Tore: 0:1 (41./Foulelfmeter) Hebler, 1:1 (46.) Kniesche, 1:2 (67./Handelfmeter) Hebler, 1:3 (90+3./Foulelfmeter) Hebler
Schiedsrichter: Baldur Berg (Babelsberg)
Zuschauer:571
Es war das erwartete, schwere Pokalspiel gegen einen tief stehenden, sehr kompakten Landesligisten. Unsere Mannschaft nahm die Bedingungen gut an, kämpfte um jeden Ball und zeigte die nötige Bereitschaft für ein Duell auf schwierigem Geläuf. Trotz viel Ballbesitz und immer wieder gut vorgetragenen Angriffen über die Außen war die Defensive der Gastgeber stabil und konnte gefährliche Situationen mehrfach im letzten Moment entschärfen.
Da der entscheidende Treffer aus dem Spiel heraus zunächst ausblieb, musste wieder ein Strafstoß herhalten: Toby Michalski wurde im Strafraum klar gefoult, und Andy Hebler brachte unsere Mannschaft per Elfmeter in Führung.
Der Ausgleich der Gastgeber fiel unmittelbar nach Wiederanpfiff.

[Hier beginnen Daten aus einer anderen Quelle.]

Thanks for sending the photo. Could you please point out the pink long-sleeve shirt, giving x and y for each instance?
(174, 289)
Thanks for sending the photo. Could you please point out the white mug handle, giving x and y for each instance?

Felix Kniesche nutzte einen langen Ball und das in dieser Szene schwache Zweikampfverhalten im Abwehrzentrum zum 1:1. Getragen von der lautstarken Kulisse witterte Hohenleipisch kurzzeitig seine Chance, doch unser Team fand schnell zurück in die Spur, kontrollierte die Partie wieder und erspielte sich zunehmend klare Möglichkeiten.
Die erneute Führung fiel nach einem Handspiel im Strafraum – erneut verwandelte Hebler sicher. Kurz danach trafen Miguel Rodrigues und erneut Hebler, doch beide Treffer wurden wegen vermeintlichen Abseits aberkannt – beim Hebler-Tor eine äußerst strittige Szene, da der Ball vom Gegenspieler kam.

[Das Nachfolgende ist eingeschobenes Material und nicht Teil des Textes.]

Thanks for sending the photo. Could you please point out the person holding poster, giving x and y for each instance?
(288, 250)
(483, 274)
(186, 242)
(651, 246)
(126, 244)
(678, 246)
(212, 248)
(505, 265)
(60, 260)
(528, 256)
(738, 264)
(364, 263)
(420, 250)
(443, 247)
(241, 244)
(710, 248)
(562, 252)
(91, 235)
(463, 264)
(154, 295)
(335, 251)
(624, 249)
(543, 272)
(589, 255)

Die Entscheidung fiel in der Nachspielzeit: Tobias Gerstmann tankte sich über das halbe Feld durch, und Hohenleipischs Keeper konnte das Tor nur per Foul verhindern. Hebler blieb cool und machte seinen dritten Elfmeter zum 1:3-Endstand.

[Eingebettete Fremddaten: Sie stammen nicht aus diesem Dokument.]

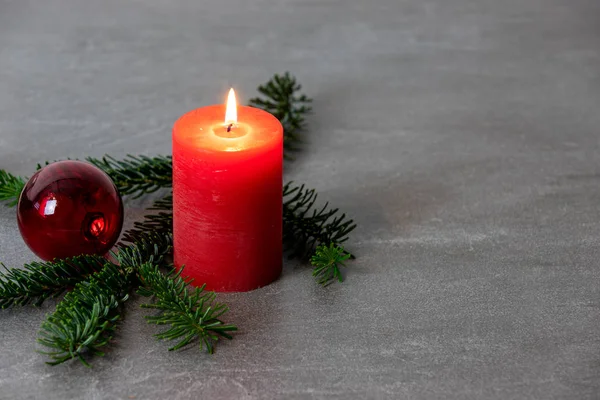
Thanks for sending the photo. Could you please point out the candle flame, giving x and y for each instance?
(231, 109)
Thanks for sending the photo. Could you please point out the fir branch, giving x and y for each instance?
(39, 281)
(192, 315)
(86, 319)
(327, 262)
(161, 222)
(137, 175)
(11, 187)
(281, 100)
(150, 247)
(305, 226)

Robert Koch fasste zusammen:
„Wie schon in Guben war es ein typisches Pokalspiel – kurios, intensiv und mit drei Elfmetern natürlich besonders. Wir sind verdient, wenn auch nicht immer souverän, ins Halbfinale eingezogen. Und genau das zählt.“
Landesliga – 11. Spieltag
Zweite dreht Halbzeitrückstand zum Sieg
SG Großziethen – VfB Krieschow II 2:3 (2:1)
VfB: Pflug – Neumann, Schieskow, Gutar, Kamke – Semeniuk, Kummer – Scheppan (90+2. Londono Ramirez), Bernhardt – Antosiak – Konzack
Tore: 1:0 (25.) Reuter, 2:0 (26.) Reuter, 2:1 (44.) Gutar, 2:2 (47.) Antosiak, 2:3 (51.) Antosiak
Schiedsrichter: John Aßmann (Berlin)
Zuschauer: 32
Unsere Reserve tat sich unter widrigen Bedingungen – Flutlicht, Nieselregen und schwer sichtbaren Bällen – zunächst schwer. Großziethen kam besser ins Spiel und nutzte zwei leichtfertige Ballverluste unserer Mannschaft zu einem schnellen Doppelschlag. Danach wurden die Gastgeber passiver und unser Team fand zunehmend Zugriff. Der Anschluss durch einen sehenswerten Freistoß von Edy Gutar brachte die Partie zurück ins Leben.
Direkt nach der Pause sorgten die 1921er für einen perfekten Start: Erst traf Kamil Antosiak per Volley aus 16 Metern, wenige Minuten später verwertete er einen Abpraller per Kopf – 2:3. In der Schlussphase verteidigte unser Team clever und brachte den Auswärtssieg souverän über die Zeit.